Under the current policy, which is similar to practices of other funders worldwide, researchers who accept NIH funds must deposit their resulting peer-reviewed scientific articles in the PubMed Central archive. There the articles are permanently preserved in digital form, made searchable, linked to related information, and offered free to all on the Web. It’s a fair deal: Researchers get financial support for their work; taxpayers get a resource that will further advance science and address the public’s need to know.
But a group of well-heeled scientific journal publishers is trying to turn back the clock. They’ve backed legislation to rescind this widely hailed NIH policy. Elsevier , publisher of The Lancet, for example, is part of the Association of American Publishers, which has joined with the so-called DC Principles Coalition to ramrod the bill in Congress.
The giant American Chemical Society is another vocal advocate of the bill.
Not all publishers support the bill, but those who do are among the richest and best connected on Capitol Hill. If the pending legislation passes, public access will take a back seat to publisher self-interest….
PubMed Central is vital for researchers and the public alike. Only through free access can everyone find out where the cutting edge of research lies. With access to the latest studies, patients and their families have a much-needed piece of the puzzle as they consider treatment options and potential outcomes. Educators and students at rich and poor schools alike have an unmatched resource for teaching and learning about the life sciences. Small businesses can put advances in knowledge to work and drive American innovation.
Health advocate Sharon Terry of the Genetic Alliance, whose children have a rare genetic disease, contends that before NIH put its research online, her own search to understand her children’s situation ran into a “wall around published scientific research. Information was being held hostage by outmoded publishing practices.”
The publishers are pulling out all the stops to overturn the current NIH policy….
It is time that publishers stop trying to rob the public of access to NIH research. Instead of rolling back the current NIH policy, we need to strengthen it. For example, NIH should shorten the present one-year wait for public access, which was implemented in response to publisher pressure. Also, public access requirements should be extended to all federal research grants, not just those of NIH.
Just as big financial firms don’t seem to understand that public obligations come with their government bailout funds, some publishers seem clueless about the public’s right to public research. NIH and agencies throughout government owe it to taxpayers to share the findings of their research investments as widely as possible.
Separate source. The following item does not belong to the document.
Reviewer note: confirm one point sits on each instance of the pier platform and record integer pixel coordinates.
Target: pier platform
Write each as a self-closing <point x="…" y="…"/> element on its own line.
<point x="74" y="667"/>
Handing publishers the right to lock up research isn’t a government giveaway taxpayers can afford.
Peter, I know there’s been a lot of back and forth on this, but I’ve seen very little in the way of hard data on the subject. Have you?
For example, since the ACS appears to be one of the main opponents of the NIH policy, where can we find a breakdown of the percentage of papers that would be eligible for the mandatory program currently and retroactively? Is it 10%? 20%? 50%? What if you throw NSF funding in there as well?
How do those figures break down by journal?
It doesn’t take a great leap of imagination to see a very dim future indeed for a subscription-oriented journal in which 75% of its content needs to released for free. 10% may not make a dent at all.
I think most chemists would respond rationally to the idea that their favorite grant-producing journal of choice would stand a real chance of going belly up under the NIH policy, but only when presented with the data to back it up.